You are viewing a plain text version of this content. The canonical link for it is here.
Posted to users@kafka.apache.org by Christiane Lemke <ch...@gmail.com> on 2017/08/07 18:04:36 UTC

Random consumer offset rewinds/resets

Hi all,

we are fighting with offset rewinds of seemingly random size and hitting
seemingly random partitions on restarting any node in our kafka cluster. We
are running out of ideas - any help or pointers to things to investigate
are highly appreciated.

Our kafka setup is dual data center with two local broker clusters (3 nodes
each) and two aggregate broker clusters (5 nodes each), the latter running
mirror maker to consume messages from the local cluster.

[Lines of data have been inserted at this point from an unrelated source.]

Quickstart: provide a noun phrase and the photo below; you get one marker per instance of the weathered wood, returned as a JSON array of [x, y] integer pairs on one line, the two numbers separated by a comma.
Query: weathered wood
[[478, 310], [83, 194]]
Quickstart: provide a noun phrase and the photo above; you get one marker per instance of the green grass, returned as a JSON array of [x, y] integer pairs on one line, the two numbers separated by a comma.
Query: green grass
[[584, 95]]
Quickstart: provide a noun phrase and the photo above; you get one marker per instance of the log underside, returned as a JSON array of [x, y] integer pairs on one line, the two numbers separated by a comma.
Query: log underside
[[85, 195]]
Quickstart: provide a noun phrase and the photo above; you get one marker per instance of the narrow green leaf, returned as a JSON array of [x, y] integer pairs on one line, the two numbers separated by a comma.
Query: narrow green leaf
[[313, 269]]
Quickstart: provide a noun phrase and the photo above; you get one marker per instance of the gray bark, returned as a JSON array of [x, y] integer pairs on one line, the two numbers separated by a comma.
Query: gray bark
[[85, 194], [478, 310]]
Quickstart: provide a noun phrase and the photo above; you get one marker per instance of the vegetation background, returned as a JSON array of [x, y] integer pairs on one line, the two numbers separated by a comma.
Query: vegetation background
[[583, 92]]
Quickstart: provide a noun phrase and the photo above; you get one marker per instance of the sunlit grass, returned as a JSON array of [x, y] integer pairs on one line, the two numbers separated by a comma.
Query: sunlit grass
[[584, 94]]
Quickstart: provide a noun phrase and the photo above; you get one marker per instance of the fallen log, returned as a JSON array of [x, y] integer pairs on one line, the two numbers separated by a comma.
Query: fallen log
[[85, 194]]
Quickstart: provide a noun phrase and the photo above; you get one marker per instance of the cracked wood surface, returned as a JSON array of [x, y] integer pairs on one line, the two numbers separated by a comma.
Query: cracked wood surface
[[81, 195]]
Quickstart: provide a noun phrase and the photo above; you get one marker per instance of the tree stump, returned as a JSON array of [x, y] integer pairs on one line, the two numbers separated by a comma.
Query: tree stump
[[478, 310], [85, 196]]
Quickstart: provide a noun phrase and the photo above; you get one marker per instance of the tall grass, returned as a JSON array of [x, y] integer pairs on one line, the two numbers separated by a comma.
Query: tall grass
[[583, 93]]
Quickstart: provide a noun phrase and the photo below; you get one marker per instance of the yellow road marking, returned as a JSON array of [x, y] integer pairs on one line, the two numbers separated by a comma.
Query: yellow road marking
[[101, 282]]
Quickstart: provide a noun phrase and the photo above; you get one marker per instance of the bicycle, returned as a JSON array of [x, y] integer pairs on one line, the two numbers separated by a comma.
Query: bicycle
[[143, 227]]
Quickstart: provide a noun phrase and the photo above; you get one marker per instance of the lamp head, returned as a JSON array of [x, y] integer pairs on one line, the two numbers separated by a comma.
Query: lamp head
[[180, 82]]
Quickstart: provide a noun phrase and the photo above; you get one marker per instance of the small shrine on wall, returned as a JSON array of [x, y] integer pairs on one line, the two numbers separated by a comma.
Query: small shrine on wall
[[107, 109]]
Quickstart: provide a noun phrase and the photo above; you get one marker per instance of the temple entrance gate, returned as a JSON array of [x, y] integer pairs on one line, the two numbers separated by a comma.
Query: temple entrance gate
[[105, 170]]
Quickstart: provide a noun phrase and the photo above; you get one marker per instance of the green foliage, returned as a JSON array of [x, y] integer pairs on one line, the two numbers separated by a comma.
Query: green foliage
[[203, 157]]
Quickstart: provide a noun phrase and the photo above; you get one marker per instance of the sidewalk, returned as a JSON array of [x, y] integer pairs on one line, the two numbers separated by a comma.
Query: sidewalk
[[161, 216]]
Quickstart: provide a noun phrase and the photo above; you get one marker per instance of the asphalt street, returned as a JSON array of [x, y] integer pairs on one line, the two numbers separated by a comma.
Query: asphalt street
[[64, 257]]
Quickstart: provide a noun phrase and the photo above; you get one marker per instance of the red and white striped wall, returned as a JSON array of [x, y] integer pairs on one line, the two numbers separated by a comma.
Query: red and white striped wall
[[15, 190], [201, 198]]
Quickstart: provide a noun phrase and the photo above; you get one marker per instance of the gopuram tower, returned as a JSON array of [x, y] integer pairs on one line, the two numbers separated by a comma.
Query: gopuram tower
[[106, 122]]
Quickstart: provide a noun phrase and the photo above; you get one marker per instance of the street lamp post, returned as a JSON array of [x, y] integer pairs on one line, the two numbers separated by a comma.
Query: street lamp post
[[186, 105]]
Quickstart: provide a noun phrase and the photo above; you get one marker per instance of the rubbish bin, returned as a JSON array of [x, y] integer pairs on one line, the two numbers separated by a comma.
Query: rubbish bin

Issues seem to have appeared since we upgraded from 0.10.1.0 to 0.11, but
not entirely sure it’s related.

We first had the theory of too big a consumer offset topic (we use
compaction for it) causing the issues on restart, and indeed we found that
cleaner threads had died after the upgrade. But restarting and cleaning
this topic did not help the issue.

Logs are pretty silent when it happens, before we cleaned the consumer
offset topic, we got a few of these every time it happened, but no longer
now:

[2017-08-04 11:19:25,970] ERROR [Group Metadata Manager on Broker 472]:
Error loading offsets from __consumer_offsets-14
(kafka.coordinator.group.GroupMetadataManager)
java.lang.IllegalStateException: Unexpected unload of active group
tns-ticket-store-b144c9d1-425a-4b90-8310-f6e886741494 while loading
partition __consumer_offsets-14
        at
kafka.coordinator.group.GroupMetadataManager$$anonfun$loadGroupsAndOffsets$6.apply(GroupMetadataManager.scala:600)
        at
kafka.coordinator.group.GroupMetadataManager$$anonfun$loadGroupsAndOffsets$6.apply(GroupMetadataManager.scala:595)
        at scala.collection.mutable.HashSet.foreach(HashSet.scala:78)
        at
kafka.coordinator.group.GroupMetadataManager.loadGroupsAndOffsets(GroupMetadataManager.scala:595)
        at
kafka.coordinator.group.GroupMetadataManager.kafka$coordinator$group$GroupMetadataManager$$doLoadGroupsAndOffsets$1(GroupMetadataManager.scala:455)
        at
kafka.coordinator.group.GroupMetadataManager$$anonfun$loadGroupsForPartition$1.apply$mcV$sp(GroupMetadataManager.scala:441)
        at
kafka.utils.KafkaScheduler$$anonfun$1.apply$mcV$sp(KafkaScheduler.scala:110)
        at kafka.utils.CoreUtils$$anon$1.run(CoreUtils.scala:57)
        at
java.util.concurrent.Executors$RunnableAdapter.call(Executors.java:511)
        at java.util.concurrent.FutureTask.run(FutureTask.java:266)
        at
java.util.concurrent.ScheduledThreadPoolExecutor$ScheduledFutureTask.access$201(ScheduledThreadPoolExecutor.java:180)
        at
java.util.concurrent.ScheduledThreadPoolExecutor$ScheduledFutureTask.run(ScheduledThreadPoolExecutor.java:293)
        at
java.util.concurrent.ThreadPoolExecutor.runWorker(ThreadPoolExecutor.java:1142)
        at
java.util.concurrent.ThreadPoolExecutor$Worker.run(ThreadPoolExecutor.java:617)
        at java.lang.Thread.run(Thread.java:748)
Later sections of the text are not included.